Merkez Bankası dün açıkladığı Finansal İstikrar Raporu’nda genelde ‘Alice harikalar diyarında’ kıvamında bir içerik sunuyor. Özellikle “mevduat büyümesi yok, dış kaynak da yeterince gelmiyor” kaygılarını yatıştırmak için “mevduat + diğer kaynaklar” hesabı yapmayı öneriyor. Banka özetle, kredi/mevduat oranında; mevduat dışında öz kaynak, uzun vadeli kaynaklar, sermaye benzeri borçları da eklemek gerekir diyor. Buna göre; kredi/mevduat ve diğer istikrarlı kaynakların oranının 2017 Mart ayı itibarıyla yüzde 82 seviyesinde olduğu not edilmiş. Ancak bunun geçmişi anlattığı, ‘dikiz aynasına bakarak’ yapılan bir analiz olduğu da açık. Bankanın yaptığı da, ‘banka bilançolarından korkmayın’ demek. Sorunu çözmüyor; o da, bugünden itibaren gelecekte, bankalar ilave krediler için ilave TL kaynağı nasıl sağlayacak?

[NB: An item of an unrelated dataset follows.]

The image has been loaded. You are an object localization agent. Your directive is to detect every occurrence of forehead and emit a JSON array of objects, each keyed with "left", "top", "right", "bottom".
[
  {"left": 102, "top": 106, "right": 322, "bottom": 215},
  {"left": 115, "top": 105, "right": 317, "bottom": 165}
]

İşte bu noktada, son gelişmelerden görülüyor ki; Ankara’daki ‘cin fikirli’ bürokrat ya da siyasetçiler, bu ihtiyaç duyulan ‘yeni’ TL kaynağın Merkez Bankası’nca sağlanmasına dönük ‘projeler’ üzerinde hala çalışmaya devam ediyor. Şimdi de KGF kaynaklı kredilerin bankalarca banka senedi biçiminde menkul kıymetleştirilmesi, bu banka kredilerinin de Merkez Bankası’nca repo işlemlerine kabul edilmesine dayanan plan kamuoyuna sızdırılıyor. Önce satın alınması fikri pişirilmiş, tepkiler üzerine geri çekilmişti. Hiç fark etmez; Merkez Bankası ister satın alsın, ister repoya kabul etsin; bu bir parasallaştırmadır. Kuru da enflasyonu da patlatır. Tarihin en derin krizine girmiş ABD’de bile, Fed’in devlet tahvili ve kamu nitelikli kuruluşlarca çıkarılan konut kredilerine dayalı menkul kıymetler dışında kıymet satın almadığını, repoya kabul etmediğini biliyoruz.
‘KUR İKRAMI’ SONUCU
Merkez Bankası 17 Şubatta şu kararı almıştı: İhracat ve döviz kazandırıcı reeskont kredilerinde, isteyen şirketin vade uzatabileceği, isteyenin de mayıs sonuna kadar olan vadede döviz olarak yapılması gereken geri ödemelerini TL ile yapabileceği, bunun da yılbaşındaki 3.53’lük dolar kuru üzerinden olacağı açıklanmıştı.
Dün açıklanan Finansal İstikrar Raporu’nda, 17 Şubat-28 Nisan arası dönemde bu ‘imkandan’ yararlanarak düşük kurdan döviz borcunu TL olarak geri ödeyen kredi dosyası sayısının bin 322, miktarının da 3 milyar dolar olduğu açıklandı. Bu tutar, Merkez Bankası’nın bu ‘imkanı’ açıkladığı tarihteki reeskont kredilerinin kabaca 3’te biri. 17 Şubat-28 Nisan arası dönemde dolar kuru, 3.75 ile 3.55 arasında seyretti. Ortalama kurun da 3.65 olduğu hesaba katılırsa bin 322 kredi kullanıcısı şirkete toplam 360 milyon TL’lik bir transfer yapıldı demektir. Bu transfere “faiz eşdeğeri” ile bakılsa kimi şirketin nihai olarak bu kredilerden dolayı faiz bile ödemediği sonucu çıkabilir. Bu uygulamanın devam ettiği mayıs ayı sayılarını bilmiyoruz. Sorun şurada; böyle bir teşvikin adresi Merkez Bankası değil, Hazine olmalıydı.